A majority of senators came to the conclusion that prohibiting packer ownership of livestock is a necessary first step toward regaining competition and reducing barriers to new competitors in the food-chain system. Many decades ago Congress prohibited railroads from owning coal mines for much the same reasons.

The Senate farm bill contained an overall "Competition Title" that also required country-of-origin labeling, a ban on agribusiness-imposed arbitration clauses in livestock contracts, and a limited prohibition on agribusiness-imposed confidentiality clauses in livestock contracts. More than 200 organizations across the nation have signed a statement in support of these pro-competition provisions.

There is an unprecedented crisis in rural America that has nothing to do with locusts and droughts. It has everything to do with monopoly, duopoly, and oligopoly. As the OCM's recent letter appealing for support reads, "Biotech seed companies like Monsanto and DuPont/Pioneer have more monopoly power than ever as they buy up competitors, patent seed and make agreements with one another. Retail chain supermarkets are increasing their market share, increasing profits, and forcing down the farm share of the consumer dollar.
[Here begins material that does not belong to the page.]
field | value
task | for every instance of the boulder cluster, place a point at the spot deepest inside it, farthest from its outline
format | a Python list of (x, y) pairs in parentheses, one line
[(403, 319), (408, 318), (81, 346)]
The two dominant milk processing firms in the country, Suiza Foods and Dean Foods, were allowed to merge by the U.S. Department of Justice last December."

The takeover of farm production or through "contract agriculture," which has produced the poultry peonage of chicken farmers to giant processors like Tyson Foods and Perdue Farms, sketches the end of a small-farm economy and its regenerative rural culture.

We should never forget that the greatest political reform movements, the producer cooperative subeconomy, and much of our music and festivals and other connecting traditions came from rural America.

Lending a hand is a tradition between farm neighbors, so lend a hand and call your representative (the general number is 202-224-3121) to support the Competition Title in the farm bill.